Chamas acentuaram a letalidade de uma flecha certeira. O inimigo foi atingido diretamente no olho, a partir da pequena brecha na parte frontal de seu elmo. Morto em questão de segundos, suas pernas cederam em uma queda direta. No contato direto com a grama seca da superfície plana, o fogo rapidamente se espalhou para além do alvo falecido. 

Uma labareda serpenteou pelo solo, consumindo tudo em seu caminho com faíscas destrutivas. Frente ao incêndio que os separou de suas vítimas, o grupo de agressores fugiu com a baixa de números repentina. O calor espantou aqueles que temiam quem se aproximava.

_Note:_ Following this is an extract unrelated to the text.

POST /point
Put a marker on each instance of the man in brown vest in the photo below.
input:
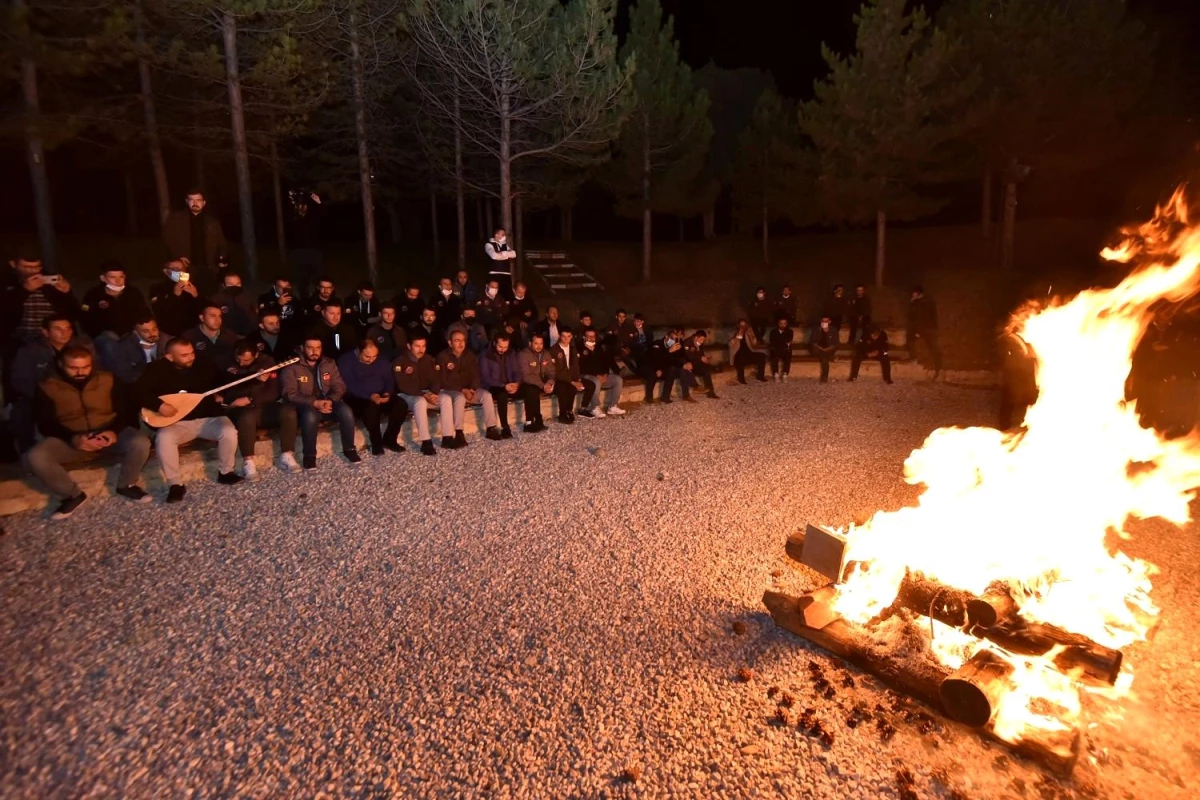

— Esse é o poder da pedra vermelha. É você, Kato! — comemorou a mulher caída.

Outro cavalo se aproximou do local, cavalgado por um sujeito com um arco em sua posse. Apesar da aparência comum do armamento segurado, seu material ocultava um segredo peculiar — chamas dançavam ao longo de sua estrutura, mas sem consumi-lo. O composto resistente à queimaduras permitia que qualquer projétil fosse incendiado antes de ser disparado.

Cabelos ruivos se misturavam com o brilho incandescente, além de proporcionar a harmonia perfeita de fios espetados com as orelhas pontudas de uma descendência élfica. Segurando um artefato rochoso, com a estampa de uma fogueira, Kato foi ao resgate da dupla atormentada.

— Está bem, senhorita? Esses caras pareciam durões.

— Obrigada, Kato. Você salvou a minha vida, mais uma vez.

— O rei está mandando todos esses soldados apenas para conseguir mais alguns prisioneiros? Aquele velho saiu do controle.

— Eles levaram o Toker! Por favor, traga ele de volta!

— É o que farei.

Após perceber a presença de Roccan, a atenção do arqueiro se voltou para o rapaz desconhecido. A identidade misteriosa plantou dúvidas significativas na mente séria, cuja experiência não era o suficiente para lidar com roupas nunca antes vistas. O casaco de pano e os tênis esportistas não condiziam com nenhum estilo em seu repertório de vestimentas. A questão inacabada foi direcionada para a mulher conhecida.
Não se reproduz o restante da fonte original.